Czarny płaszczyk, różowy rower

Powrót do codzienności oznacza kolejne spotkania z Rowerzystami, którzy traktują dwa kółka jako środek przemieszczania się po mieście. I tym razem minąłem kilka Osób, które jeżdżą na rowerze po Łodzi w normalnych ciuchach. Co więcej, przywiązują wagę do tego aby rower nie tylko był wygodny, ale i nie ujmował nic ze stylu w jakim się noszą. Oto Pani w czarnym płaszczyku:

Spotkałem ją w trakcie wykonywania manewru zmiany pasu, poprzedzającego skręt w lewo. Manewr taki nie należy do łatwych, ale ta Pani wykonała go nie tylko poprawnie, a przez to bezpiecznie, ale i z gracją.

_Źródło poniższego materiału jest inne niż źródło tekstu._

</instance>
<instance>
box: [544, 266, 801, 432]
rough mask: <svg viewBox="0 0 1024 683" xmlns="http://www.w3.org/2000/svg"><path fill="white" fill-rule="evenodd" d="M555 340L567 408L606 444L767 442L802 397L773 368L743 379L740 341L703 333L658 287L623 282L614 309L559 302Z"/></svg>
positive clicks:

Klasyczna jesienna elegancja.
Kolejną napotkaną Osobą (znów kobieta!) jest Gość z zagranicy. Oto o wiele swobodniejszy styl, a przy tym rower w żywym i jednocześnie łagdonym kolorze.

Lady, I give you best wishes! If you read those words, maybe you'll share with us your impressions of cycling in Lodz (in comments - komentarze). Regards!